Et on voit clairement dans tout le récit évangélique que la joie suscitée par Jésus est, pour certains, un motif de gêne et d’agacement.
Entouré de ses gens, Jésus entre dans la ville, parmi les chants et les cris bruyants. Nous pouvons imaginer que c’est la voix du fils pardonné, celle du lépreux guéri ou le bêlement de la brebis égarée qui, tous ensemble, résonnent fortement lors de cette entrée. C’est le chant du publicain et de l’homme impur ; c’est le cri de celui qui vivait en marge de la ville. C’est le cri des hommes et des femmes qui l’ont suivi parce qu’ils ont fait l’expérience de sa compassion face à leur douleur et à leur misère… C’est le chant et la joie spontanés de tant de personnes marginalisées qui, touchées par Jésus, peuvent crier : “Béni soit celui qui vient au nom du Seigneur !”. Comment ne pas acclamer celui qui leur avait redonné la dignité et l’espérance ? C’est la joie de tant de pécheurs pardonnés qui ont retrouvé confiance et espérance.
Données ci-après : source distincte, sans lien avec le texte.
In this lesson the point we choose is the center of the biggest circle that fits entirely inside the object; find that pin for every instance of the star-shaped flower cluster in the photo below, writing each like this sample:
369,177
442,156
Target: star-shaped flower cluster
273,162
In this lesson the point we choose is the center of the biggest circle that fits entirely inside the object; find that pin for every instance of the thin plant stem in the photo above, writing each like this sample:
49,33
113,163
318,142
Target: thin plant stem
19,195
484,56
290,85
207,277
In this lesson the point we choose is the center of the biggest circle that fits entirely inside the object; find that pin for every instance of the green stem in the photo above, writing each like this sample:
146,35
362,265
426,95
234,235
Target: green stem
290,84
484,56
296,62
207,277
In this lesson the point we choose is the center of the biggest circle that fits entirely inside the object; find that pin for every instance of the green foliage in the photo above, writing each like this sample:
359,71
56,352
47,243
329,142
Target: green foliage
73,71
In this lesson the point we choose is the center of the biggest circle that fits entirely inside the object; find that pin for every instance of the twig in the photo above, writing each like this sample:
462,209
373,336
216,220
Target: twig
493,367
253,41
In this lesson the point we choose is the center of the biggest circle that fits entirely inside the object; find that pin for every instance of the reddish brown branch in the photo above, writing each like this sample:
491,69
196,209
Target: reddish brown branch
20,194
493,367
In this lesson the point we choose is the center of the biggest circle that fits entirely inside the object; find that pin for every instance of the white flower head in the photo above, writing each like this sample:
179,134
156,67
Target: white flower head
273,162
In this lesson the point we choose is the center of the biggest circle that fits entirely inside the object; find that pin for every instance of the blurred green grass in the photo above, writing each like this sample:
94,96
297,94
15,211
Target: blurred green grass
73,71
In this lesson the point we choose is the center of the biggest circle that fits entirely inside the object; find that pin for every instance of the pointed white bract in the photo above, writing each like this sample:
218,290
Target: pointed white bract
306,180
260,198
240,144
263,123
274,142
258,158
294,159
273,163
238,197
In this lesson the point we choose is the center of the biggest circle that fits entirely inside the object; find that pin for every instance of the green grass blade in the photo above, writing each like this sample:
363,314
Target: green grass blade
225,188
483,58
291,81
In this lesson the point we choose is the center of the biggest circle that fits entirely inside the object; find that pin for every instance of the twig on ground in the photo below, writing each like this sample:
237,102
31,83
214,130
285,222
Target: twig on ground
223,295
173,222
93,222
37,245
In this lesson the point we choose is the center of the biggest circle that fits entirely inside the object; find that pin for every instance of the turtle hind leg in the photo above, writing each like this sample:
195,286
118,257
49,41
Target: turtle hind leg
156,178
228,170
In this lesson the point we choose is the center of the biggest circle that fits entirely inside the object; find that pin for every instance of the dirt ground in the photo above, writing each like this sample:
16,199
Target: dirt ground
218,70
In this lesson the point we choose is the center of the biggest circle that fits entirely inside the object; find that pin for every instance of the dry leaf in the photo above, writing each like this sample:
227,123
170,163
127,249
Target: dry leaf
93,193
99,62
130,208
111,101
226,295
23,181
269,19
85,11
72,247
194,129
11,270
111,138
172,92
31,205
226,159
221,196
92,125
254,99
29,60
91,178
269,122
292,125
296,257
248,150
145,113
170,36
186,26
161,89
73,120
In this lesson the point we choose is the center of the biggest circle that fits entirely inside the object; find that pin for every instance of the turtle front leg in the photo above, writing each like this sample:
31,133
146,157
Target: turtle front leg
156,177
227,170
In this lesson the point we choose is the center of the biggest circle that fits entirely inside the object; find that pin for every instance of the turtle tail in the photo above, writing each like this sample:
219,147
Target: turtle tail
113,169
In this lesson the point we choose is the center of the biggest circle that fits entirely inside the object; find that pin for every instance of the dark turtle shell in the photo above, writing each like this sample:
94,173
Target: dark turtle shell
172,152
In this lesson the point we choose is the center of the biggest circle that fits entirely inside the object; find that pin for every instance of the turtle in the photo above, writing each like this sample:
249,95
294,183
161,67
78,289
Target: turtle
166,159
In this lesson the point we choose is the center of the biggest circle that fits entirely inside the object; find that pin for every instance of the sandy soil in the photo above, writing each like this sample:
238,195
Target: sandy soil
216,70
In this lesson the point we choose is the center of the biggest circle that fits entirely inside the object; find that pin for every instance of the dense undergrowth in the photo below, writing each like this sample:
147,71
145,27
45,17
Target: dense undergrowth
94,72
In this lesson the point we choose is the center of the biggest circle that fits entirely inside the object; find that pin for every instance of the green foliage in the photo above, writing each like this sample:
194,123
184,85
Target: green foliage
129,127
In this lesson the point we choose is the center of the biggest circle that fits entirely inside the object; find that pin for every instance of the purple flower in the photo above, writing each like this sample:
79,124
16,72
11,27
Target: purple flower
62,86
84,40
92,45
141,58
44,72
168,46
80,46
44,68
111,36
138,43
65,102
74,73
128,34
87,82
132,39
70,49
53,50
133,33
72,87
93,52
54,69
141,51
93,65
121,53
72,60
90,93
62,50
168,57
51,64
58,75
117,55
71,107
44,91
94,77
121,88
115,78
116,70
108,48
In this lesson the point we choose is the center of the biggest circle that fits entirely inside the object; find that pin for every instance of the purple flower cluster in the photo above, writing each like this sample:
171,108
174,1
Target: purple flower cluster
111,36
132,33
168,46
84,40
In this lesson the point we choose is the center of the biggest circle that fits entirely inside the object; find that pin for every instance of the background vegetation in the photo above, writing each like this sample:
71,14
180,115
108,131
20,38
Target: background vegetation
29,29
Et ils crient. Ils se réjouissent. C’est la joie !
Cette joie de l’hosanna se révèle gênante et devient absurde et scandaleuse pour ceux qui se considèrent justes et ‘‘fidèles’’ à la loi et aux préceptes rituels.[1] Joie insupportable pour ceux qui sont restés insensibles à la douleur, à la souffrance et à la misère. Et beaucoup d’entre ceux-ci pensent : ‘‘Regarde, quel peuple mal éduqué !’’. Joie intolérable pour ceux qui ont perdu la mémoire et oublié les nombreuses faveurs reçues. Pour celui qui cherche à se justifier lui-même et à s’installer, comme il est difficile de comprendre la joie et la fête de la miséricorde de Dieu ! Pour ceux qui ne mettent leur confiance qu’en leurs propres forces et qui se sentent supérieurs aux autres[2], comme il est difficile de pouvoir partager cette joie !
Et c’est ainsi que naît le cri de celui dont la voix ne tremble pas pour hurler : ‘‘Crucifie-le !’’ Il ne s’agit pas d’un cri spontané, mais c’est le cri artificiel, construit, fait du mépris, de la calomnie, de faux témoignages suscités. C’est le cri qui naît dans le passage du fait au compte-rendu, qui naît dans le compte-rendu. C’est la voix de celui qui manipule la réalité, crée une version à son avantage et ne se pose aucun problème pour ‘‘coincer” les autres afin de s’en sortir. C’est un [faux] compte-rendu ! C’est le cri de celui qui n’a pas de scrupules à chercher les moyens de se renforcer et à faire taire les voix dissonantes. C’est le cri qui naît de la réalité ‘‘truquée’’ et présentée de telle sorte qu’elle finit par défigurer le visage de Jésus et le transformer en ‘‘malfaiteur’’. C’est la voix de celui qui veut défendre sa propre position en discréditant spécialement celui qui ne peut pas se défendre. C’est le cri, fabriqué par les ‘‘intrigues’’ de l’autosuffisance, de l’orgueil et de l’arrogance, qui proclame sans problèmes : ‘‘Crucifie-le, crucifie-le !’’.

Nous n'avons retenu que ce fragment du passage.